Le monastère est peut-être petit, mais le mythe de Dracula est si fort qu'il est devenu le site le plus populaire à visiter en dehors de Bucarest. L'entrée dans l'église ne coûte que 15 lei (3 £) – mais il en coûte 20 euros pour prendre des photos ; Les moines de la Roumanie nouvellement capitaliste commencent à comprendre assez bien la loi de l’offre et de la demande. C'est peut-être la raison pour laquelle un monastère situé au sud de Bucarest souhaite également y adhérer.

"Les historiens contemporains ont conclu que le monastère de Comana est le véritable lieu de repos de Vlad Dracula", me dit Gabriel, et peut-être ont-ils de bonnes raisons : Vlad a en fait construit ce monastère et la bataille au cours de laquelle il est mort, tué par ses propres troupes, est maintenant considérée comme plus proche de Comana que de Snagov.

Personne ne peut deviner si Vlad l’Empaleur aurait été aussi célèbre si Bram Stoker n’avait pas associé son nom au Dracula de la fiction. Pourtant, la vie de Vlad respire le mystère. C'était un prince de Valachie qui passa son enfance comme otage à la cour ottomane aux côtés du futur Mehmed II, conquérant de Constantinople. Lorsque les deux amis d'enfance finissent par s'affronter, Vlad bat un régiment turc lors d'une célèbre attaque nocturne du 17 juin 1462 et capture 20 000 soldats. Cinq jours plus tard, Mehmed II en colère traversait le Danube en direction de la capitale de Vlad, Târgoviște. A soixante milles de là, il fut confronté à une forêt de carcasses de Turcs sur des pieux en demi-cercle d'un mille de profondeur. Secoué, le sultan fit demi-tour et la légende de « L’Empaleur » commença.

En raison de cette défaite turque, les Roumains contemporains ont considéré Vlad l’Empaleur comme un héros patriotique « cruel mais juste ». Les 500 ans de sa mort ont été somptueusement célébrés dans la Roumanie communiste en 1976. Et comme me le dit Gabriel : "Ce sont les Allemands qui ont été les premiers à punir les gens en les empalant. Vlad a appris la technique auprès des marchands allemands de Transylvanie. Puis il l'a simplement… perfectionnée."

La perfection, en effet. Les Allemands empalaient les gens par l'arrière jusqu'au nombril et la mort était rapide. L’empalement de Vlad par le rectum implique une humiliation sadique ainsi qu’une mort prolongée.

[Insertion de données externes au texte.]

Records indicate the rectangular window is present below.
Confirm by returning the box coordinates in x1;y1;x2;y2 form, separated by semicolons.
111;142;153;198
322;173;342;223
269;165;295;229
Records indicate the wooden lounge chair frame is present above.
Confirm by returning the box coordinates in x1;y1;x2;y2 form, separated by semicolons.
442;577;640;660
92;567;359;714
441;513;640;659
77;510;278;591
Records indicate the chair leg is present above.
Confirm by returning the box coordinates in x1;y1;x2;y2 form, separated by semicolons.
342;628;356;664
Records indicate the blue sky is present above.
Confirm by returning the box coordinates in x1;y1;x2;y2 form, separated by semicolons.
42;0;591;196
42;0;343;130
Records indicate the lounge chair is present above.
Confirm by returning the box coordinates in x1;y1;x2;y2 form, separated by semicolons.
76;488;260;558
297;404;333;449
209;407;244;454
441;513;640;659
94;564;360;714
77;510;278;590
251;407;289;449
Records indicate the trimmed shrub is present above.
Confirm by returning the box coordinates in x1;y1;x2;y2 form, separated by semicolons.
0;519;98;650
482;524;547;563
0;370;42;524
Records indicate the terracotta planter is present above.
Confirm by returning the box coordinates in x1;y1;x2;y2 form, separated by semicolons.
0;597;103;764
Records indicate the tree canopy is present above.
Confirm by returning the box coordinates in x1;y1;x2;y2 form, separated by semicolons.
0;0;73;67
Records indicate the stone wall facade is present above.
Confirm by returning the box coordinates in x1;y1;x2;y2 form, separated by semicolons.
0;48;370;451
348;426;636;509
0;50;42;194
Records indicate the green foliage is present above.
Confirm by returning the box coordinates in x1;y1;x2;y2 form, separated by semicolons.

Mon attention est attirée sur les tombes du côté sud de l'église. « L'une d'elles est censée être la tombe du comte Dracula », dis-je en faisant sursauter Gabriel.

Comme le soulignent d'autres historiens, lors des fouilles de 1933, les archéologues ont trouvé un corps sans tête sur le côté sud, vêtu de violet. Nous savons que la tête de Vlad Dracula a été coupée et envoyée au sultan, et nous savons que le tissu violet était l'habit de la famille royale. Il y a aussi d’autres indices : une bague et une boucle qui peuvent être attribuées au père de Vlad. L’hypothèse selon laquelle le corps de Vlad a été réinhumé devant l’autel – peut-être lors de la reconstruction de l’église quarante ans plus tard – est solide.

Il est en quelque sorte réconfortant de savoir que Vlad Dracula exerce toujours un mystère au-delà de sa tombe. Où que ce soit.